In the past year, we continued our study of the function of T-cell integrins, in particular, the intracellular events that regulate their adhesive function. Although many external factors act on T cells to increase the avidity of integrins, the biochemical events that control increased binding remain unclear. One focus of our work is determining the function of a mouse homolog of the human cytohesin-1 protein. This cytoplasmic protein is thought to play a critical regulatory role in the binding of lymphocyte function--associated antigen 1 to intracellular adhesion molecule 1, and in the coming year we plan to determine its role in mouse T-cell adhesion. A second focus of our research is determining intracellular pathways that may link occupancy of T-cell receptors to increased integrin adhesion. Recent results indicated that interplay between calcium-activated proteases and the actin-based cytoskeleton may be involved in allowing adhesion mediated by activation of T-cell receptors.

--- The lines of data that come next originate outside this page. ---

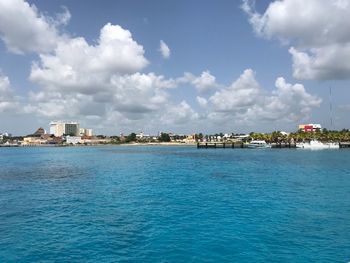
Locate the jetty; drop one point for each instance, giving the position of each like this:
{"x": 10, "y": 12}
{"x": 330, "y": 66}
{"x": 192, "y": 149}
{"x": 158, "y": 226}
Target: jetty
{"x": 232, "y": 145}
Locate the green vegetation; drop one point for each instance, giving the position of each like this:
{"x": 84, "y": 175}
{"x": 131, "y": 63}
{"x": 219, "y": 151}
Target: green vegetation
{"x": 325, "y": 136}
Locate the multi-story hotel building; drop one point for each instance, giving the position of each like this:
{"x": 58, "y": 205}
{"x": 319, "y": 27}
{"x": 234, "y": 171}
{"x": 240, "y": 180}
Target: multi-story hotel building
{"x": 60, "y": 128}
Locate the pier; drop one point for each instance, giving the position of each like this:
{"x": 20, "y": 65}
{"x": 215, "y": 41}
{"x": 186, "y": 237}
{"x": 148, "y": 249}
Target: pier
{"x": 223, "y": 145}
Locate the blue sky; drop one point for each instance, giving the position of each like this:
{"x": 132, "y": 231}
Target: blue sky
{"x": 232, "y": 66}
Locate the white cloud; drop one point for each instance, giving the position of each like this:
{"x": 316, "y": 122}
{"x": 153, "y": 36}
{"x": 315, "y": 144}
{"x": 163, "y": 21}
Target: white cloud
{"x": 164, "y": 49}
{"x": 77, "y": 65}
{"x": 24, "y": 29}
{"x": 8, "y": 101}
{"x": 202, "y": 101}
{"x": 246, "y": 101}
{"x": 203, "y": 83}
{"x": 180, "y": 114}
{"x": 318, "y": 31}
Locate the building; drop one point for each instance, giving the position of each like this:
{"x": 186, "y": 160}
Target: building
{"x": 60, "y": 128}
{"x": 85, "y": 132}
{"x": 310, "y": 127}
{"x": 73, "y": 139}
{"x": 39, "y": 132}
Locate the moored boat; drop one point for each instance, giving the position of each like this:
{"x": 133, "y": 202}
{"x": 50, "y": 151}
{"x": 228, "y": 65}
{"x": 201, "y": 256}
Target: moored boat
{"x": 315, "y": 144}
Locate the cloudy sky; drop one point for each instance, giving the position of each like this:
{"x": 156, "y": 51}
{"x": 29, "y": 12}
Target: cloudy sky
{"x": 181, "y": 66}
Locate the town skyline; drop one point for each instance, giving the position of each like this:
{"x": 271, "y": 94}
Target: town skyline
{"x": 183, "y": 66}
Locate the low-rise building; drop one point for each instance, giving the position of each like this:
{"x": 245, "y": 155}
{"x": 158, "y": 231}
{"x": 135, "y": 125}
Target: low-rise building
{"x": 311, "y": 127}
{"x": 73, "y": 140}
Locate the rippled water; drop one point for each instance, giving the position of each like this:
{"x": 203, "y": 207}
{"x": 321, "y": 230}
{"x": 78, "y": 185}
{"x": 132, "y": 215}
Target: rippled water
{"x": 174, "y": 204}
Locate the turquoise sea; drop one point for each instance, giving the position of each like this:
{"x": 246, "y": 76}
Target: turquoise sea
{"x": 174, "y": 204}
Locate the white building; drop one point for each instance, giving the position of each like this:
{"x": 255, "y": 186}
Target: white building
{"x": 73, "y": 139}
{"x": 85, "y": 132}
{"x": 59, "y": 128}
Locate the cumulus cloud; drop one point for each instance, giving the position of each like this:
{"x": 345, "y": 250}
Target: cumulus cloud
{"x": 246, "y": 101}
{"x": 76, "y": 64}
{"x": 181, "y": 113}
{"x": 8, "y": 101}
{"x": 203, "y": 83}
{"x": 164, "y": 49}
{"x": 202, "y": 101}
{"x": 24, "y": 29}
{"x": 317, "y": 31}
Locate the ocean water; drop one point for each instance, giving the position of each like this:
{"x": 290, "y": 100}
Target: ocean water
{"x": 174, "y": 204}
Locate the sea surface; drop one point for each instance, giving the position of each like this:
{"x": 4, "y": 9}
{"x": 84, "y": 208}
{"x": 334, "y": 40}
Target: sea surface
{"x": 174, "y": 204}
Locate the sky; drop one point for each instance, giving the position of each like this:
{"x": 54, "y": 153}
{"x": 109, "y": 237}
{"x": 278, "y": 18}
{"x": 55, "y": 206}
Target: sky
{"x": 184, "y": 66}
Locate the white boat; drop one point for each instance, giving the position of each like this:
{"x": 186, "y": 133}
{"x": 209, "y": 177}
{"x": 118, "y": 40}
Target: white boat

In collaboration with J. Kaye, Department of Immunology, we have obtained novel evidence that components of the p21ras/MAPK intracellular signaling pathway play a positive role in lymphocyte adhesion through binding of lymphocyte function--associated antigen 1 to intracellular adhesion molecule 1. Finally, we have continued our study of integrin function in T cells from aged mice. The decline in function of the immune system that accompanies aging may reflect impaired function of memory T cells. We detected a number of changes in the expression and function of several T-cell integrins in mice of advanced age, and in the coming year, we will test the hypothesis that such changes markedly affect the ability of T cells to respond to antigen-presenting cells.

PUBLICATIONS

O'Rourke, A.M., Escuro, G., Feeney, A.J. Cloning and sequencing of cDNA encoding mouse cytohesin-1. Immunogenetics, in press.

O'Rourke, A.M., Webb, S.R. Crosstalk between T and B cells generates B antigen-presenting cells able to induce inositol phosphate production in T cells responding to Mls^a superantigens. Eur. J. Immunol. 27:3253, 1997.